BEATRICE – Opponents of a proposed wind farm in northern Gage County achieved one victory last night, following a nearly five-hour hearing on a proposed amendment to county wind farm regulations.
The Gage County Planning and Zoning Commission voted 6-1 to recommend that the setback distance between wind towers and non-participating rural homes be increased from the current three-eighths of a mile, to one mile. The proposed amendment also calls for independent testing regarding sound levels produced by wind farms.
The hearing, at the Beatrice High School Hevelone Center, drew approximately 200 people. Kelly Lenners urged commission members not to consider only the financial benefit wind developers promote on such projects.
“Everyone in Gage County is concerned about finances since the Beatrice Six. So, when industrial wind companies come in and say they will bring millions to the county, we all jump. But, we need to all slow down and take the time to really read the numbers and look at the small print. Because when we put the numbers together, the benefits truly do not outweigh the negative impacts to our county…finances included”.
David Bargen, of rural Adams is an attorney who represents rural landowners opposed to a proposal by NextEra Energy that would include some 50 turbines on land mostly owned by one entity and leased for farming. Bargen said the increase in modern turbine tower height to about 500 feet makes the county’s current setback no longer appropriate.
“Gage County at this moment is at a crossroads. You will hear tonight from various speakers on a number of topics regarding wind tower regulations, including financial considerations, property rights, values, impact on development, on agriculture, health concerns and nuisance issues. Decisions the county makes now will impact the county for the next 30 to 50 years”.
An opponent of the one-mile setback, Nebraska Farmers Union President John Hansen, told the commission that there are similarities between development of the ethanol industry, and allowing landowners the right to lease land to wind companies.

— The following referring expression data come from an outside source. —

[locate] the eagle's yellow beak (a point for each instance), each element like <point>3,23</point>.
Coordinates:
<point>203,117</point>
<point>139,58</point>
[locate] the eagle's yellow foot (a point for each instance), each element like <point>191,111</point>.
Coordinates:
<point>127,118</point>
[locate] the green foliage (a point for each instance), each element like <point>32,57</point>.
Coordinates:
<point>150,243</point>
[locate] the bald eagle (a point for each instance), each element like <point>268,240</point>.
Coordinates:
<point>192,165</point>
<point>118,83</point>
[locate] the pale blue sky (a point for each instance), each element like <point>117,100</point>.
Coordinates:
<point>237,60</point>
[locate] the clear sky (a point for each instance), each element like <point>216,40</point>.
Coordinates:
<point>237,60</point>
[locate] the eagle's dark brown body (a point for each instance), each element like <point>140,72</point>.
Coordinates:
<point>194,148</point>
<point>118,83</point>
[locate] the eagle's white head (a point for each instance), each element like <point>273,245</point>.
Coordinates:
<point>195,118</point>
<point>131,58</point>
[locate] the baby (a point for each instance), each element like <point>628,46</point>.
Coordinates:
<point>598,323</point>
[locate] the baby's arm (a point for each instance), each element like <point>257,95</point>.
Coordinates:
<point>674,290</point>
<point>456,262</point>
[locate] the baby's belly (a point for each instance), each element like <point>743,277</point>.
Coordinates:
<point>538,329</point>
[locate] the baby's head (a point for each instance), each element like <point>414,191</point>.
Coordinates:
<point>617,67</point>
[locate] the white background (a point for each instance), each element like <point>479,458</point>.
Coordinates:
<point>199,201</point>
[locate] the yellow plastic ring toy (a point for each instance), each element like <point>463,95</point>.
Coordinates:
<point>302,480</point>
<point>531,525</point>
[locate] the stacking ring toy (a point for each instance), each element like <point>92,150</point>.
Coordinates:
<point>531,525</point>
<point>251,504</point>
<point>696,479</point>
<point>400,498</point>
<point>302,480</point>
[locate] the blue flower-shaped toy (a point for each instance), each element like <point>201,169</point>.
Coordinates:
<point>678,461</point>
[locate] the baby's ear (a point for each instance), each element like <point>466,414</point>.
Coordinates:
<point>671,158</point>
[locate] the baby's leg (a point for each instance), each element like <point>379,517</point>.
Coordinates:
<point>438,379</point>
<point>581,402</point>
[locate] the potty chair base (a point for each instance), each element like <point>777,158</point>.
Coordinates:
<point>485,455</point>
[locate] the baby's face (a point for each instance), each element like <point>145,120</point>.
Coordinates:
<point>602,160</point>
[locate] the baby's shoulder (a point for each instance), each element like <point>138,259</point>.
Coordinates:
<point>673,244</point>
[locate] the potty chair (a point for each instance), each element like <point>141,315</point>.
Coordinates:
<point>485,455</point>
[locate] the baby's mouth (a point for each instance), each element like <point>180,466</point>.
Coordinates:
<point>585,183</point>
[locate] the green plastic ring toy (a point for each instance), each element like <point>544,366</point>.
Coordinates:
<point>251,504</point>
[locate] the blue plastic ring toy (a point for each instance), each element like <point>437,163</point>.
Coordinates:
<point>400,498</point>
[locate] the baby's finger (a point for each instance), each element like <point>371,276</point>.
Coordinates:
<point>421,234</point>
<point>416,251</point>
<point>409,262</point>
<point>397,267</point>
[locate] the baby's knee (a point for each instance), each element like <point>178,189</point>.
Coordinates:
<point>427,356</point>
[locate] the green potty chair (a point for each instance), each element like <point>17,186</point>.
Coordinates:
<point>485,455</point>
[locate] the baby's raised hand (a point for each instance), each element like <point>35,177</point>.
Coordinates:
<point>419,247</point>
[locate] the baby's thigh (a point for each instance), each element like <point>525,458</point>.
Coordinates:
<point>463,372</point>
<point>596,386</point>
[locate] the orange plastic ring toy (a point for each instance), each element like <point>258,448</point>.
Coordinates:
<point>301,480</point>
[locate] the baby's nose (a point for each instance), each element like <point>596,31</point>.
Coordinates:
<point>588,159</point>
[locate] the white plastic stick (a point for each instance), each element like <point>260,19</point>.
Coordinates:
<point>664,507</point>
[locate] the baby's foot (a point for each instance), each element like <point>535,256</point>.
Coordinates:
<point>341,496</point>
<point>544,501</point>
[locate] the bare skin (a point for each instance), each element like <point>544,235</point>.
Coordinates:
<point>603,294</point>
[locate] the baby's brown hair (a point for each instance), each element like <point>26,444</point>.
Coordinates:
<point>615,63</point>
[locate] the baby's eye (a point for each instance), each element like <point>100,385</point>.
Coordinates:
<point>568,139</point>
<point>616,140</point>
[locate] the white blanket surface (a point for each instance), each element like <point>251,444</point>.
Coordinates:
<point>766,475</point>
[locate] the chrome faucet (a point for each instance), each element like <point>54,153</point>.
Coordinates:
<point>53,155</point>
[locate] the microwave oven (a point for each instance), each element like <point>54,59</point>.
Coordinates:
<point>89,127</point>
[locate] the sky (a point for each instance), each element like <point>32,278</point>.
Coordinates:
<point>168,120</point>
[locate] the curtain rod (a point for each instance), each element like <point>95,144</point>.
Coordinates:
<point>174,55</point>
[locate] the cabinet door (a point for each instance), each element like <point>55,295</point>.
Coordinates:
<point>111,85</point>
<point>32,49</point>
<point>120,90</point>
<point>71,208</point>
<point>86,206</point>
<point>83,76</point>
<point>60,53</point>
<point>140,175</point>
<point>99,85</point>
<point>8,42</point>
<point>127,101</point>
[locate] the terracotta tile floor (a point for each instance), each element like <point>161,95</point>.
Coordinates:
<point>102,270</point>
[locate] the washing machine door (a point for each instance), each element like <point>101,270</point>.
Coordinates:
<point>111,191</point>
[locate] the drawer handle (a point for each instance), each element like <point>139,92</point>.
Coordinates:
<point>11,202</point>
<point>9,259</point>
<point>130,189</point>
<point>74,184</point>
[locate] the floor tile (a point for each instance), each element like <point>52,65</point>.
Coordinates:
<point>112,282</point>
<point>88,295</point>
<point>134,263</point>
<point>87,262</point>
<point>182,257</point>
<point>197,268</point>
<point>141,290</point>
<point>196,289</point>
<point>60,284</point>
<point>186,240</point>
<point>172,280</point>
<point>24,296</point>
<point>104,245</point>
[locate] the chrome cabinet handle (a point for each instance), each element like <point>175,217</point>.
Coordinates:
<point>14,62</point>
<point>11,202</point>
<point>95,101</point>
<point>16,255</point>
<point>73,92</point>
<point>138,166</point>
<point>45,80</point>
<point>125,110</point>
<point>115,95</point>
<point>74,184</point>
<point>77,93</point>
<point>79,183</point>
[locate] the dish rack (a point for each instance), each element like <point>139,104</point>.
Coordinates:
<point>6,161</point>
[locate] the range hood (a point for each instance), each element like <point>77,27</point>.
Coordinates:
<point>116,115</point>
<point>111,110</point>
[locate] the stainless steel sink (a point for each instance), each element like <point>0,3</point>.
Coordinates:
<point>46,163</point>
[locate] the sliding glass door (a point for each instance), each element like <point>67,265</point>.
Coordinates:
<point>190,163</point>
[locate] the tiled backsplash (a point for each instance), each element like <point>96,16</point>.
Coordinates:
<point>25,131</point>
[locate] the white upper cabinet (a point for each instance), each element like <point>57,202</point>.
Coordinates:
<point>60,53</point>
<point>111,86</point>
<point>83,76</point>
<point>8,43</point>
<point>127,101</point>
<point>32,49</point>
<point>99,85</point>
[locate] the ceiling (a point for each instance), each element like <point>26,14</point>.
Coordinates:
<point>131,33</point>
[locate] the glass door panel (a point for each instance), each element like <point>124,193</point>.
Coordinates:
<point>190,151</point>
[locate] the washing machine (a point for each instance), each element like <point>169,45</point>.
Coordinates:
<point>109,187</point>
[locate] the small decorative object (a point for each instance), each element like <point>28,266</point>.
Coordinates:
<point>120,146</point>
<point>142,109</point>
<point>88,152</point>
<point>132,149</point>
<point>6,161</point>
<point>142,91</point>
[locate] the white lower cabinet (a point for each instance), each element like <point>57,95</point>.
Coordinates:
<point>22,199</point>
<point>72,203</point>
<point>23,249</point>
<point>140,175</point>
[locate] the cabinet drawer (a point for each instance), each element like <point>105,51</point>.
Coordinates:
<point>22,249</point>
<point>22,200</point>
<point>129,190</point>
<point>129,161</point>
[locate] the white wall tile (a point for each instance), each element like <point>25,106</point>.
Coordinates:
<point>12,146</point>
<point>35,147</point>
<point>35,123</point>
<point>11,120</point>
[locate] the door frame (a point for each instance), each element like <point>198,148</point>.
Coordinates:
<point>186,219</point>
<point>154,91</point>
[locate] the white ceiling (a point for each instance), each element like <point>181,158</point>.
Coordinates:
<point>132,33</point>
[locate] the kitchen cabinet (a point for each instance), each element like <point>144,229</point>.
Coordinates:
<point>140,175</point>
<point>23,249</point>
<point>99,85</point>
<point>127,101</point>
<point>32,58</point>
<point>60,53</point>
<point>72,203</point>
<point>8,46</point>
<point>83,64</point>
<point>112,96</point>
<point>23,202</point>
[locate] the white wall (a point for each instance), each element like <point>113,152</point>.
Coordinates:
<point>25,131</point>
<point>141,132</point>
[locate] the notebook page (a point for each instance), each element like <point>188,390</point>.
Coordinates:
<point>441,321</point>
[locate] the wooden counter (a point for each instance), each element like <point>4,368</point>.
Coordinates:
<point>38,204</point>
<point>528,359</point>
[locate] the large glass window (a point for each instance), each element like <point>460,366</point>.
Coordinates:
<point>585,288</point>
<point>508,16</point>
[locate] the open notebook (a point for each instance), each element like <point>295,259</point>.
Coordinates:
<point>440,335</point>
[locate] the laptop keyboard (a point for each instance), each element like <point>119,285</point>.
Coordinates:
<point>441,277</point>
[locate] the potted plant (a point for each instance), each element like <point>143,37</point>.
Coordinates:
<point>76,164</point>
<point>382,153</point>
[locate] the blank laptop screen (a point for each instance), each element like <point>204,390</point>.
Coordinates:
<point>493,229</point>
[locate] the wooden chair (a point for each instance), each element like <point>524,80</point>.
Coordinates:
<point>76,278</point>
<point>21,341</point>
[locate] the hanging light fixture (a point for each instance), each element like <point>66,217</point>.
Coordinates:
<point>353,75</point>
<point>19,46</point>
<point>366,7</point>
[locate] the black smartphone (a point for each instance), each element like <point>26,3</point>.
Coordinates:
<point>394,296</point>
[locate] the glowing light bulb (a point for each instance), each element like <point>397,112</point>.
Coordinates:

“The farm economy is in trouble, and we’re just about at the revolt stage with the level of property taxes in this state. So, when we can bring in capital investment, we can build new tax base, we can bring in new farm income….these are not minor things”.
Opponents to the wind farm told the commission that many of those opposing the increased setback distance do not reside within the county. But there were supporters of the amendment from outside the county, as well. Nebraska State Lawmaker Tom Brewer of Gordon, a wind energy opponent, urged the county to support the one-mile restriction.
“I don’t agree with the one mile…..I think it should be two miles”.
Much of Thursday night’s testimony involved disagreement over the health effects of wind farms, and whether they affect property values……both sides citing studies to back up their positions. David Bracht, an Omaha attorney who has represented NextEra, is a former Nebraska Energy Director. He urged officials to look at science-based data and learn from those who have lived around wind farms.
“I can tell you a one-mile setback would be among the most stringent…and so that would set Gage County and this part of the state apart from what we’re seeing all across the midwest….which would inhibit us from a very significant natural resource. As you’re considering this amendment, I hope that you think about not only the facts you hear, recognizing that you’re going to hear a lot of contradictory facts…..but look what real people have experienced who are around us…and how that’s impacted them and benefitted them and how it could also benefit our community and our state”.
In the 6-1 vote to recommend increasing the setback distance to one mile, Commission Chairperson Dennis Rosene cast the only dissenting vote.
The issue now goes to the Gage County Board of Supervisors, which will also conduct a public hearing and make a final decision.